During a meeting of the National Coordination Committee (NCC) where the implementation of foreign-funded projects was being discussed, some rather unconventional ideas were put forth. In a bid to accelerate work on development projects that are behind schedule in Khyber Pakhtunkhwa and Balochistan, the federal government has decided to keep a physical check on their progress through satellite-based monitoring.

The inclusion of technology to streamline processes and increase efficiency is always a welcome move, but the feasibility of measures is something that needs to be taken into consideration as well. As per reports, a three-pronged approach will be adopted to keep track of these projects, which would entail physical verification via the Pakistan Space and Upper Atmosphere Research Commission’s (Suparco) satellites, financial tracking and prioritisation of fast-moving projects over slow-moving ones, and the use of Gantt charts to monitor project timelines and ensure timely completion of objectives.
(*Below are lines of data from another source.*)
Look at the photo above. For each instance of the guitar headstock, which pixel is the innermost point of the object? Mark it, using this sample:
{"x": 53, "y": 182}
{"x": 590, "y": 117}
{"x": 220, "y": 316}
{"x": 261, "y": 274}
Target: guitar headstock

While the intention to ensure smoother implementation of projects is well received, one wonders if the government needs to reinvent the wheel for what is considered to be a routine task of project management. Of course, the completion of projects has been a longstanding issue because of inefficient organisational structures and poor allocation of resources. However, these issues can be remedied through increased public scrutiny and transparency.

Non-sensitive data related to the projects can be shared with the public and journalists so they can keep track of the progress against Key Performance Indicators. Also, the other measures stated regarding financial tracking and using Gantt charts are elementary in nature, and one must question why they were not already in place before.

Though no financial details have been revealed regarding this new monitoring system, one hopes that this initiative delivers and does not end up being a gimmick. There are already established and proven procedures for project management that are currently in wide practice, from CSOs to the private sector. Perhaps the government should consider these before reaching for the final frontier.